Po paru godzinach libacji każdy się zataczał, bełkotał i śmiał ze wszystkiego. Ci, którzy przesadzili z alkoholem, leżeli w krzakach, podrapani do krwi, albo spadali ze Skarpy prosto na sam dół. Nikogo z nas już to nie szokowało. Co najwyżej śmieszyło.

Sezon Skarpowy otwieraliśmy wczesną wiosną i zamykaliśmy późną jesienią. Co odważniejsi pili tam jeszcze, gdy spadł śnieg.
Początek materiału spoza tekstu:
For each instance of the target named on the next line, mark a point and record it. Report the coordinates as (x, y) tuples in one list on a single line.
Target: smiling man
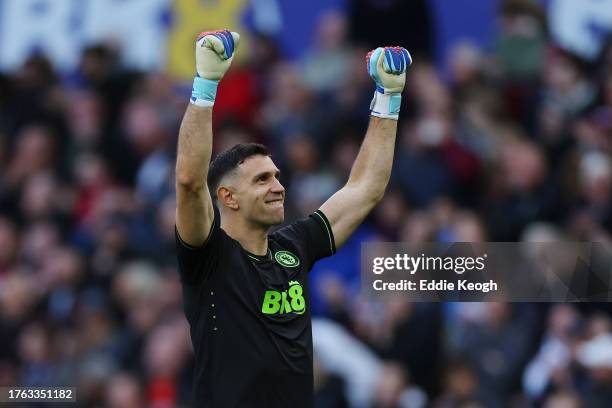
[(245, 290)]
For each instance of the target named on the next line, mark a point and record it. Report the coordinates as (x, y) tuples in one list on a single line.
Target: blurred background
[(505, 135)]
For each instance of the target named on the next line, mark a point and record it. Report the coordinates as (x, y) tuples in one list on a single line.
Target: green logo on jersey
[(286, 301), (287, 259)]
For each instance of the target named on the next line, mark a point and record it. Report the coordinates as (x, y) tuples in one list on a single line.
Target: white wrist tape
[(204, 92), (386, 105)]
Ja jednak najlepiej wspominam wiosenno-letnie imprezy, z idealnym widokiem na zachód słońca. Niejednokrotnie te zachody fotografowałam, tak byłam nimi zachwycona. Ostatnio nawet chciałam znaleźć na dysku jakieś zdjęcia tego cudu natury. Nie mam żadnych. Wszystkie usunęłam.

PRZEDSZKOLE

Przedszkoli, na terenie których przesiadywałyśmy z dziewczynami, było kilka. Najlepiej jednak wspominam to, które znajdowało się za blokami w pobliżu Jedynki. Czasem chodziłyśmy się tam pobawić. Powspinać na drabinki, porobić fikołki, pohuśtać się. Nigdzie nie było tak fajnych placów zabaw, jak na Przedszkolu.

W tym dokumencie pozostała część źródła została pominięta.